The center helps community and faith-based organizations that are having some measure of success, links them to sources of support and evaluates their experience for public policy. The organization particularly works with groups on the issues of youth violence, substance abuse, teen pregnancy, homelessness, joblessness, education and deteriorating neighborhoods.
“It's a lack of imagination and new thinking that prevents us from serving the poor,” Woodson said.
Millions of dollars have been invested in programs to help the poor, yet millions of people live in poverty, Woodson said. “Secular comforts aren't making affluent people happy. How can we expect low-income people to be happy?”
Government programs often are weakened by the struggle between conservatives and liberals. “People who suffer in this struggle are the low-income people,” Woodson said. “People to the left of center see a sea of victims who must be rescued by experts,” he said. When the community doesn't respond, the liberals seek more money for programs to resolve the problems. “People on the conservative right say if people are not responding to all that those on the left are giving them, we should cut the program,” he said.

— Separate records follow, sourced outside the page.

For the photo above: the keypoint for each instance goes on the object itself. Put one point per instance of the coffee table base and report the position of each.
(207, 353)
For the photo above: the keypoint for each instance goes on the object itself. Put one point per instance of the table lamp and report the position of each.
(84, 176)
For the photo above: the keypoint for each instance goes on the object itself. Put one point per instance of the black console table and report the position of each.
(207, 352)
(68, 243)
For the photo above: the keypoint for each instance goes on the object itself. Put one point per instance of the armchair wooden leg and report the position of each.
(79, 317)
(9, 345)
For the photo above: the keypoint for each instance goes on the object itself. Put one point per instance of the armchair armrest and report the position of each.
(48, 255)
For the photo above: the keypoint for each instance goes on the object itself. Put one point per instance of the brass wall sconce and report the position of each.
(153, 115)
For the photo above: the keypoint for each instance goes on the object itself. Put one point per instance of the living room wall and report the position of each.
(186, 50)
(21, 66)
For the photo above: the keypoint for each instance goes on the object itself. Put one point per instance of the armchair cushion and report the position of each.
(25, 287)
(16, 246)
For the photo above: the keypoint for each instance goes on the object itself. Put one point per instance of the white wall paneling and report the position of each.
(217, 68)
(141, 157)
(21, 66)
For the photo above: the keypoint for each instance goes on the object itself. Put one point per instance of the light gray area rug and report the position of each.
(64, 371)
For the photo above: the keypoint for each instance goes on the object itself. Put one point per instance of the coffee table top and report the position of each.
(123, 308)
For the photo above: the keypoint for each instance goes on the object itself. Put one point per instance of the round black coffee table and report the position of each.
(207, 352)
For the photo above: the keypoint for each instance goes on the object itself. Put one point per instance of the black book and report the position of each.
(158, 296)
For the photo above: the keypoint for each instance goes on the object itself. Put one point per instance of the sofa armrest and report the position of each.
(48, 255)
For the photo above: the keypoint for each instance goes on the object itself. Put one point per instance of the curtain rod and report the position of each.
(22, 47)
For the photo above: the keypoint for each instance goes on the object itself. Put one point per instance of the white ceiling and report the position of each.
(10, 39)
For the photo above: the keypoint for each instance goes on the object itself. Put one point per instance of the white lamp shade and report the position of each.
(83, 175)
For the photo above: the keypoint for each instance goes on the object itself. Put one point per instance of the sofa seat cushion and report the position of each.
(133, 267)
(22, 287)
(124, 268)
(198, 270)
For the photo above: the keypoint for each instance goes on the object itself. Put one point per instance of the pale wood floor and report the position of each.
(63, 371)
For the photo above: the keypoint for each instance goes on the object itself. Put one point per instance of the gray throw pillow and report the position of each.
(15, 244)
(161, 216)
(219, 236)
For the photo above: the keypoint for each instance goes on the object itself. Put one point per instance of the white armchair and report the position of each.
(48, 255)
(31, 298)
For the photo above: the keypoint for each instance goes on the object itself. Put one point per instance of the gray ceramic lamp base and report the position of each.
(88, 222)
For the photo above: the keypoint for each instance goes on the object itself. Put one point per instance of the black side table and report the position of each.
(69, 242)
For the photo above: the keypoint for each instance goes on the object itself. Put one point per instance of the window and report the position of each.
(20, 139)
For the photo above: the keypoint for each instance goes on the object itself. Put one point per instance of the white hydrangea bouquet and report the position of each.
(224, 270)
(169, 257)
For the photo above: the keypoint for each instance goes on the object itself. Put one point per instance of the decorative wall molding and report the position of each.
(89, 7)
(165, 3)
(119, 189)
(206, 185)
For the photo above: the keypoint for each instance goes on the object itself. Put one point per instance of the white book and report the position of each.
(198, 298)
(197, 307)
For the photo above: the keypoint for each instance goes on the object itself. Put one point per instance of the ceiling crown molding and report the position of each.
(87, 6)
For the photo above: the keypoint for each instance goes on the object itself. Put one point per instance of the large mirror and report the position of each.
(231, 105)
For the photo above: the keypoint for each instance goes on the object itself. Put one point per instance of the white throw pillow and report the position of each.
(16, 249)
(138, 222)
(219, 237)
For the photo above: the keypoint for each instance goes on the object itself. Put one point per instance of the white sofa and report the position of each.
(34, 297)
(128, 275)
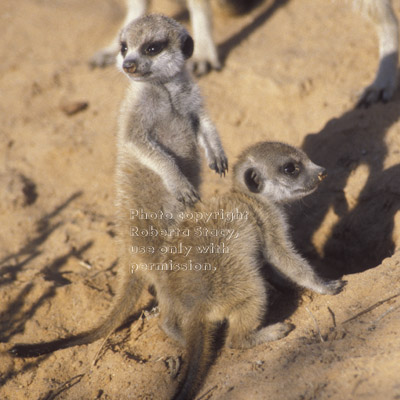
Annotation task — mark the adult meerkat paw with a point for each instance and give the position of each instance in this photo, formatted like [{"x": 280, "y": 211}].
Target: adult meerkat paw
[
  {"x": 382, "y": 90},
  {"x": 373, "y": 94},
  {"x": 219, "y": 164}
]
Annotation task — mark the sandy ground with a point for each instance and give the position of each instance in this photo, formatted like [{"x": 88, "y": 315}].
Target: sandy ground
[{"x": 291, "y": 71}]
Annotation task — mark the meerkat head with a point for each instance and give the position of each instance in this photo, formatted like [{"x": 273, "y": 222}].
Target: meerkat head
[
  {"x": 153, "y": 48},
  {"x": 277, "y": 171}
]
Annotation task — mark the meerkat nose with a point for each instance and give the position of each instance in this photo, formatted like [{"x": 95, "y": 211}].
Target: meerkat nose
[
  {"x": 322, "y": 175},
  {"x": 129, "y": 66}
]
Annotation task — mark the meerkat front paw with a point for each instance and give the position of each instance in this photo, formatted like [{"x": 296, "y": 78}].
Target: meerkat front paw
[{"x": 219, "y": 164}]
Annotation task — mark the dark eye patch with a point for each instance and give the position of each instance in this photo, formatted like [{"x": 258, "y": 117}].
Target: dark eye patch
[
  {"x": 154, "y": 48},
  {"x": 291, "y": 169}
]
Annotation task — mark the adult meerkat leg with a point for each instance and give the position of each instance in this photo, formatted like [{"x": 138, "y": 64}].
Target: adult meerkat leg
[
  {"x": 384, "y": 85},
  {"x": 106, "y": 56},
  {"x": 205, "y": 54}
]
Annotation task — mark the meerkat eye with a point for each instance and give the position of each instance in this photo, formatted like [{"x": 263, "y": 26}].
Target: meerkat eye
[
  {"x": 291, "y": 169},
  {"x": 124, "y": 49},
  {"x": 155, "y": 48}
]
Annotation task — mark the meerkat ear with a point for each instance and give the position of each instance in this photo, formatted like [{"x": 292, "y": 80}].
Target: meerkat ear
[
  {"x": 253, "y": 180},
  {"x": 187, "y": 46}
]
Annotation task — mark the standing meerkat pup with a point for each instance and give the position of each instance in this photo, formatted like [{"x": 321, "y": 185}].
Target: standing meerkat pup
[
  {"x": 216, "y": 291},
  {"x": 162, "y": 123}
]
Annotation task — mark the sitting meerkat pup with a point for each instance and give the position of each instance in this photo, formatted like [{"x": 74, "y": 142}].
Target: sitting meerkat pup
[{"x": 203, "y": 294}]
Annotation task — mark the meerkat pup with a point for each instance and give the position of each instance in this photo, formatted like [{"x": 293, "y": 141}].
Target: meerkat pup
[
  {"x": 162, "y": 122},
  {"x": 205, "y": 295}
]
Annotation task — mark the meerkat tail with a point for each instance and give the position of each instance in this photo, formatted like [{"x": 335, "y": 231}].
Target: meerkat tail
[
  {"x": 119, "y": 313},
  {"x": 204, "y": 341}
]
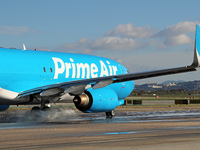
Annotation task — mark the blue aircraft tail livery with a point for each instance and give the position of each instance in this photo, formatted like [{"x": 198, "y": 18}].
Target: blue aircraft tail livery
[{"x": 94, "y": 84}]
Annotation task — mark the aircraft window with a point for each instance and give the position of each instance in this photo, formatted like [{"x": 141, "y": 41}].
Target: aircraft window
[{"x": 44, "y": 69}]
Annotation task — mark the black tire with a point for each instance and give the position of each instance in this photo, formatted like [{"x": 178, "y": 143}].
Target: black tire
[
  {"x": 110, "y": 114},
  {"x": 35, "y": 108}
]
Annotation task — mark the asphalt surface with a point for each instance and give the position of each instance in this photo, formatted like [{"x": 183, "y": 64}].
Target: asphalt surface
[{"x": 132, "y": 128}]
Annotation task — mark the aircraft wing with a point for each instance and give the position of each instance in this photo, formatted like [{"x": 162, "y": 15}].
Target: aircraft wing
[{"x": 78, "y": 86}]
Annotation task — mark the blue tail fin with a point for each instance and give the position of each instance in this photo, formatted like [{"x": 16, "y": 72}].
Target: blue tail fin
[{"x": 196, "y": 61}]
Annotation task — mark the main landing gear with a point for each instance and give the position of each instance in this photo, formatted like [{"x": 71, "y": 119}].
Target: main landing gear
[
  {"x": 110, "y": 114},
  {"x": 44, "y": 106}
]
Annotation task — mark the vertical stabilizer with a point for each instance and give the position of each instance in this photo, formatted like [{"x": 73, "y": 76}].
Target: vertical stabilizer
[
  {"x": 196, "y": 61},
  {"x": 24, "y": 47}
]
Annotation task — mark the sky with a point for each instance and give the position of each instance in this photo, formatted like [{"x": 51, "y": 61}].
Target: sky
[{"x": 142, "y": 35}]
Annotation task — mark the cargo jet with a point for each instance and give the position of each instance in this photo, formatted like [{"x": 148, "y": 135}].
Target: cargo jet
[{"x": 92, "y": 83}]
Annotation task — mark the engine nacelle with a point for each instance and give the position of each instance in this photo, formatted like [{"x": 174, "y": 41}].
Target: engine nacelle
[
  {"x": 4, "y": 107},
  {"x": 97, "y": 100}
]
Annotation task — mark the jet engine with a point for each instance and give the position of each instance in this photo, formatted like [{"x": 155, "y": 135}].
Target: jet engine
[
  {"x": 4, "y": 107},
  {"x": 97, "y": 100}
]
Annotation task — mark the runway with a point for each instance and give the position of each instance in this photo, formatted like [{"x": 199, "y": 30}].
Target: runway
[{"x": 132, "y": 128}]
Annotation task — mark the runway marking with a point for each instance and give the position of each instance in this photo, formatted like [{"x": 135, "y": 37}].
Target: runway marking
[{"x": 73, "y": 143}]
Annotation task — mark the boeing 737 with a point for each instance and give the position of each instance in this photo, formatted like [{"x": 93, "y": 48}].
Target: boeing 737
[{"x": 92, "y": 83}]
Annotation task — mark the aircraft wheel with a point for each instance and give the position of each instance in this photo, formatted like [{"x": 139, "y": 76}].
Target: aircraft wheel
[
  {"x": 110, "y": 114},
  {"x": 35, "y": 108}
]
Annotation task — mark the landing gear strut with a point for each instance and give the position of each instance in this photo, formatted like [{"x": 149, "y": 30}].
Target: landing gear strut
[
  {"x": 45, "y": 105},
  {"x": 110, "y": 114}
]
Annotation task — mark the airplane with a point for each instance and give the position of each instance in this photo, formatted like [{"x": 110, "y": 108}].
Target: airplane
[{"x": 94, "y": 84}]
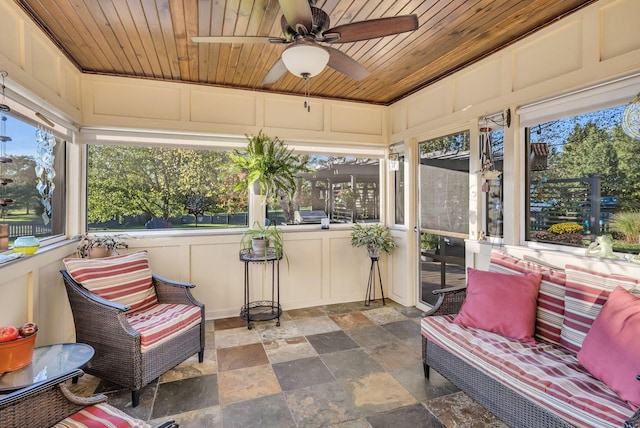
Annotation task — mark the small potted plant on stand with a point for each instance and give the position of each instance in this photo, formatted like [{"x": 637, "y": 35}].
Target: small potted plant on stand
[
  {"x": 376, "y": 238},
  {"x": 259, "y": 238},
  {"x": 96, "y": 246}
]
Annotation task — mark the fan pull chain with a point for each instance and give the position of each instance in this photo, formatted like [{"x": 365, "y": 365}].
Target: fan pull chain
[{"x": 307, "y": 104}]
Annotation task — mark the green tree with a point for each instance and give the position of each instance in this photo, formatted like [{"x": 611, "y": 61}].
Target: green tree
[
  {"x": 153, "y": 181},
  {"x": 629, "y": 169},
  {"x": 589, "y": 151}
]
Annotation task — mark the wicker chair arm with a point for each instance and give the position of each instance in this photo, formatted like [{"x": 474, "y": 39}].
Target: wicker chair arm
[
  {"x": 87, "y": 306},
  {"x": 449, "y": 300},
  {"x": 91, "y": 296},
  {"x": 81, "y": 401},
  {"x": 169, "y": 291}
]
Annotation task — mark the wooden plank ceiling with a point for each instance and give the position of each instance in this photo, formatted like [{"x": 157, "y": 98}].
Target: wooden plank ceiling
[{"x": 152, "y": 39}]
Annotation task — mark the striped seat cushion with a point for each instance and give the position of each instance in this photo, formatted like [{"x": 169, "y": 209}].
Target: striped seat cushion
[
  {"x": 161, "y": 322},
  {"x": 550, "y": 310},
  {"x": 124, "y": 279},
  {"x": 587, "y": 291},
  {"x": 546, "y": 374},
  {"x": 101, "y": 416}
]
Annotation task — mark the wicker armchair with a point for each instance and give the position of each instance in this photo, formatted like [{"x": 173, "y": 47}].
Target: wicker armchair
[
  {"x": 47, "y": 403},
  {"x": 118, "y": 357}
]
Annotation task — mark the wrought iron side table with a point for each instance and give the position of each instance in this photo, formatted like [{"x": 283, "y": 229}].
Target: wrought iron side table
[
  {"x": 261, "y": 310},
  {"x": 371, "y": 286}
]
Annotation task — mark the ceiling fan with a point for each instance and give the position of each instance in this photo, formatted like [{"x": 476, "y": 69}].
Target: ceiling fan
[{"x": 305, "y": 27}]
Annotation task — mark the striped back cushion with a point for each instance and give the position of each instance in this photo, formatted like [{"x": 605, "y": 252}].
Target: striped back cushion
[
  {"x": 550, "y": 312},
  {"x": 587, "y": 292},
  {"x": 122, "y": 279}
]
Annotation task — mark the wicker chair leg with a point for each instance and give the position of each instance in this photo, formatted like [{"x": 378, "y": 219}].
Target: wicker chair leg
[{"x": 135, "y": 398}]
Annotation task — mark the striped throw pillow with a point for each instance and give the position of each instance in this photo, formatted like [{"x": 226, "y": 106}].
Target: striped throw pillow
[
  {"x": 124, "y": 279},
  {"x": 550, "y": 310},
  {"x": 101, "y": 416},
  {"x": 587, "y": 291}
]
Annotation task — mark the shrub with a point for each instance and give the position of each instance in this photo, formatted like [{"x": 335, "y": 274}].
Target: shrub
[
  {"x": 627, "y": 224},
  {"x": 561, "y": 228}
]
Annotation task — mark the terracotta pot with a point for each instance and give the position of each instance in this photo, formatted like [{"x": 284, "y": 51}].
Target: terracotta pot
[{"x": 99, "y": 252}]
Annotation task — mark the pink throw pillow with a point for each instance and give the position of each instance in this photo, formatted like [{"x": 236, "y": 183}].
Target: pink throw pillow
[
  {"x": 611, "y": 352},
  {"x": 501, "y": 303}
]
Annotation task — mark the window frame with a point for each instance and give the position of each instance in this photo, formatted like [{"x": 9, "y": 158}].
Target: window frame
[{"x": 585, "y": 100}]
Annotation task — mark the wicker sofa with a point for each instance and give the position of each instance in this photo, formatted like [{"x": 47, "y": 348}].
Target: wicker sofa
[
  {"x": 48, "y": 403},
  {"x": 539, "y": 384}
]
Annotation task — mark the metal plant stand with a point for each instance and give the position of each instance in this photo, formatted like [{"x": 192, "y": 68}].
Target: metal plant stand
[
  {"x": 371, "y": 287},
  {"x": 263, "y": 310}
]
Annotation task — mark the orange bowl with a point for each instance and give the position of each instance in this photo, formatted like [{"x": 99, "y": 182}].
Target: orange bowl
[{"x": 16, "y": 354}]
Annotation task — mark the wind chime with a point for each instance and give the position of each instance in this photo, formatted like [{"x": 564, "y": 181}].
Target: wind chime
[
  {"x": 4, "y": 159},
  {"x": 487, "y": 167}
]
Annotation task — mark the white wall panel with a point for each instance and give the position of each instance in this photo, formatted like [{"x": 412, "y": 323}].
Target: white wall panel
[
  {"x": 356, "y": 119},
  {"x": 620, "y": 28},
  {"x": 480, "y": 84},
  {"x": 136, "y": 101},
  {"x": 556, "y": 54},
  {"x": 229, "y": 108}
]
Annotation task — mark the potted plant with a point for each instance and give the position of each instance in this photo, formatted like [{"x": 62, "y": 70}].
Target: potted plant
[
  {"x": 267, "y": 166},
  {"x": 376, "y": 238},
  {"x": 96, "y": 246},
  {"x": 259, "y": 237},
  {"x": 428, "y": 245}
]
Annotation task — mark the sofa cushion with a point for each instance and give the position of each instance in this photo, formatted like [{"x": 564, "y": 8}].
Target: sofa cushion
[
  {"x": 501, "y": 303},
  {"x": 586, "y": 292},
  {"x": 101, "y": 416},
  {"x": 550, "y": 311},
  {"x": 124, "y": 279},
  {"x": 611, "y": 351},
  {"x": 161, "y": 322},
  {"x": 548, "y": 375}
]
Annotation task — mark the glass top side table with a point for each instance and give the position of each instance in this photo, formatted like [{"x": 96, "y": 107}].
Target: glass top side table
[{"x": 48, "y": 361}]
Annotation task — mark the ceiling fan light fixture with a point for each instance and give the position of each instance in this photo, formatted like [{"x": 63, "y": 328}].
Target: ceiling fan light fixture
[{"x": 305, "y": 60}]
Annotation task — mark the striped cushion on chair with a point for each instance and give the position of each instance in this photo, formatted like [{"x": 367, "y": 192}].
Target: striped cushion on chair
[
  {"x": 124, "y": 279},
  {"x": 546, "y": 374},
  {"x": 550, "y": 311},
  {"x": 101, "y": 416},
  {"x": 587, "y": 291},
  {"x": 159, "y": 323}
]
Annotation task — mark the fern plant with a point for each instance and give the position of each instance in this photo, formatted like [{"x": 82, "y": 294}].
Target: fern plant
[{"x": 268, "y": 163}]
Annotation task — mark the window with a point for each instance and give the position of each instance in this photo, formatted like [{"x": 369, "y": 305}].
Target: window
[
  {"x": 132, "y": 187},
  {"x": 33, "y": 180},
  {"x": 343, "y": 188},
  {"x": 398, "y": 182},
  {"x": 584, "y": 180}
]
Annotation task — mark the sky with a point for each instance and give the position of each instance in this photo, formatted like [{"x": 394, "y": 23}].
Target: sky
[{"x": 23, "y": 137}]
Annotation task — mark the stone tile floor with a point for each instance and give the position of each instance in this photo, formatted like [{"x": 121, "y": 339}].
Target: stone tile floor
[{"x": 344, "y": 365}]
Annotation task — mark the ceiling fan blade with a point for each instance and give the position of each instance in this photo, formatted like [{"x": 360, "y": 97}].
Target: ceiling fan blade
[
  {"x": 297, "y": 12},
  {"x": 371, "y": 29},
  {"x": 276, "y": 72},
  {"x": 238, "y": 39},
  {"x": 346, "y": 65}
]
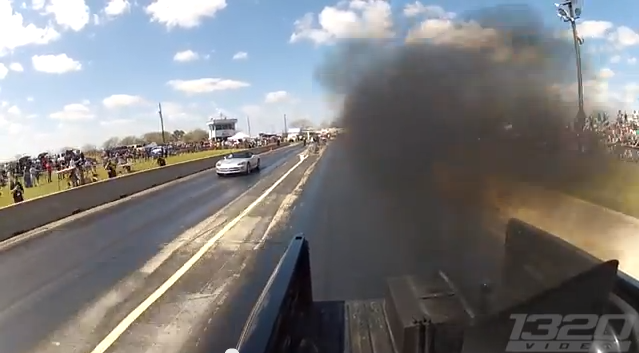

Woodson contends that poverty does not cause social dysfunction. During the Great Depression, a time when unemployment soared to 25 percent, crime and substance abuse rates were minimal compared with today, and families and communities formed networks of support, he said. He attributes many of today's critical problems to an internal and spiritual void. He cites the success of faith-based grassroots groups and calls their leaders “community healers.” He points to groups that are not rooted in a particular religion but whose members have spiritual motivation for their tireless efforts. Many of these organizations have forged solutions to youth violence and drug abuse because they have inspired an internal transformation in young people, on the level of heart and spirit, he said.
Woodson recommends one important criterion for evaluating public policy on social and economic issues: “How does it affect the least of our society?”
Bridges is a regular review of regional community and economic development issues. Views expressed are not necessarily those of the St. Louis Fed or Federal Reserve System.